If ‘big tech’ complies with regulations promulgated by a digital platform regulatory agency, their exposure to lawsuits is reduced – considerably. And who do you think are going to be the “experts” who write those regs for the agency?

Big government is the very last method of effectively regulating big business for one simple reason – “regulatory capture”.  With their financial resources, and technical expertise, the ‘big tech’ companies would quickly infiltrate, and gain control of, digital platform regulators.  The classic example was how railroads (the “big tech” of the 19th century) were able to exert control over the agencies formed to regulate them. “Large railroad companies themselves advocated for regulation by the Interstate Commerce Commission (ICC) under the Interstate Commerce Act of 1887.”

“Capture” results because “regulators themselves come from the pool of industry experts and employees, in part due to the complex and specialized knowledge needed to regulate an industry, and may also then return to work in the industry after their government service.” Just look at the “revolving door” between the financial industry and federal finance regulatory agencies.
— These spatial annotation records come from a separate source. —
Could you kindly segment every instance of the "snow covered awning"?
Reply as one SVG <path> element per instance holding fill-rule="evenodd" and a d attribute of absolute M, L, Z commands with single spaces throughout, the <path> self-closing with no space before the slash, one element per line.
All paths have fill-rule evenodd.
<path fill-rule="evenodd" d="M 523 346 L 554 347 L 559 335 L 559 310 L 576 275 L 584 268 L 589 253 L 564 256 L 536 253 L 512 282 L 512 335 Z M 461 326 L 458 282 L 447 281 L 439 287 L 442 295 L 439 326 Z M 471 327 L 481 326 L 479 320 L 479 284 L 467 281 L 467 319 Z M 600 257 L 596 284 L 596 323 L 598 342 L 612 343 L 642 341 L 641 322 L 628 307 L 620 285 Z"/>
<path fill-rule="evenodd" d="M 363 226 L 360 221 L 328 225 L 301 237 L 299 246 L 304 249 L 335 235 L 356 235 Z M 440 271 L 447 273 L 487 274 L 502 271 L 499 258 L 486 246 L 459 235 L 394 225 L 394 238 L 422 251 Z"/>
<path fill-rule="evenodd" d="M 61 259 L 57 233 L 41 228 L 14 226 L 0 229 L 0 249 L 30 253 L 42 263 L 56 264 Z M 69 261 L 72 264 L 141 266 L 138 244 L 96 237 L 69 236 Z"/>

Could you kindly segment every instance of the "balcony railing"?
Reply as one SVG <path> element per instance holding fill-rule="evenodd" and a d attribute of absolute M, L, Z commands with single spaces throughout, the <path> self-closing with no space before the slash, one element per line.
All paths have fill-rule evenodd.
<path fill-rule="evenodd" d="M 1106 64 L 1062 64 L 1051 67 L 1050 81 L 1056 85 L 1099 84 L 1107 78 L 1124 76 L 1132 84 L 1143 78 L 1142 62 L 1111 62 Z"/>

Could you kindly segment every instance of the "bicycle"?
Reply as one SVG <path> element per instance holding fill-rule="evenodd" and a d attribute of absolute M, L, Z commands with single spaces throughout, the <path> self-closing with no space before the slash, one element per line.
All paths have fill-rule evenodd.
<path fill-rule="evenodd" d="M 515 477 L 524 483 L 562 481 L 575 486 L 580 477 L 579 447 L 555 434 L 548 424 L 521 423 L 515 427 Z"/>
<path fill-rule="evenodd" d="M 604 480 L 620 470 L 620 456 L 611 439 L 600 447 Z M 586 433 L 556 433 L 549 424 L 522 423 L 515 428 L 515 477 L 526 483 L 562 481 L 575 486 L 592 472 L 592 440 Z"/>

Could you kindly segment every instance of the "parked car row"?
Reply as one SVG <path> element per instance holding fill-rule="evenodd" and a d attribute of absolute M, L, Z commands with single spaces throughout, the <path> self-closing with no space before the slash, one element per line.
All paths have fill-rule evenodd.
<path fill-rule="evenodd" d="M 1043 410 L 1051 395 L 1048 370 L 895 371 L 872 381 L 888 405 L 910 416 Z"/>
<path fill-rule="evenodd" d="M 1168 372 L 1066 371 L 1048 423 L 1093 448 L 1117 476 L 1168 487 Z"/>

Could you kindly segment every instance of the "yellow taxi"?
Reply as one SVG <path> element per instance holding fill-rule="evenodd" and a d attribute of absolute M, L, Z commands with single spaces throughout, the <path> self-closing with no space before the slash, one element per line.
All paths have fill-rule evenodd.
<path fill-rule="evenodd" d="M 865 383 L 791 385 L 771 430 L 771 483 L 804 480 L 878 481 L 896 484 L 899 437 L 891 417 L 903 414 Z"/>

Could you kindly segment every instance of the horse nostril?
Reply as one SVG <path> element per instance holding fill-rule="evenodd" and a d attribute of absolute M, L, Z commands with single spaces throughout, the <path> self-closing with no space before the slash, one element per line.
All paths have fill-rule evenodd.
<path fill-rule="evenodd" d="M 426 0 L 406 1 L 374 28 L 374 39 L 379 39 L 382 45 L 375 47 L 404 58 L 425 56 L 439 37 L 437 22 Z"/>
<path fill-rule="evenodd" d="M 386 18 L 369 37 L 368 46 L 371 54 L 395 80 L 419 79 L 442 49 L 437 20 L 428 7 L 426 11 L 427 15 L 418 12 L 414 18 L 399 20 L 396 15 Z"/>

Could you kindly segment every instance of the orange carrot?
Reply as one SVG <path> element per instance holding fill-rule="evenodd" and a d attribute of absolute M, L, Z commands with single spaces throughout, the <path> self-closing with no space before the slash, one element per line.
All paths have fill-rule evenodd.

Financial regulators “have an incentive to implement sophisticated regulations, in the hopes of buffing their resumes to move through the revolving door between regulatory agencies and Wall Street. Insider knowledge of complex rules could make an experienced regulator a more appealing candidate to a bank.”

If ‘big tech’ sees the handwriting on the wall that Section 230 will be repealed, don’t be surprised if they pivot to welcome a federal digital platform regulatory agency — which they could capture. Then they can enact regs to facilitate their reliance on the regulatory compliance defense to limit their exposure to lawsuits — like the railroads, and other industries have done.

So be careful what you ask for with a digital platform regulatory agency. Ask yourself when any government bureaucracy has ever fixed anything.

Simply repealing ‘Section 230′ will unleash the tort lawyer Krakon on ‘big tech’. To simply survive that feeding frenzy they will clean up their act (at least until they figure out a workaround). And taxpayers won’t have the cost of yet another bureaucracy which won’t solve the problem.

Pack of wolves… sharks with blood in the water.

Gary Beatty

Gary Beatty lives between Florida and Pagosa Springs. He retired after 30 years as a prosecutor for the State of Florida, has a doctorate in law, is Board Certified in Criminal Trial law by the Florida Supreme Court, and is now a law professor.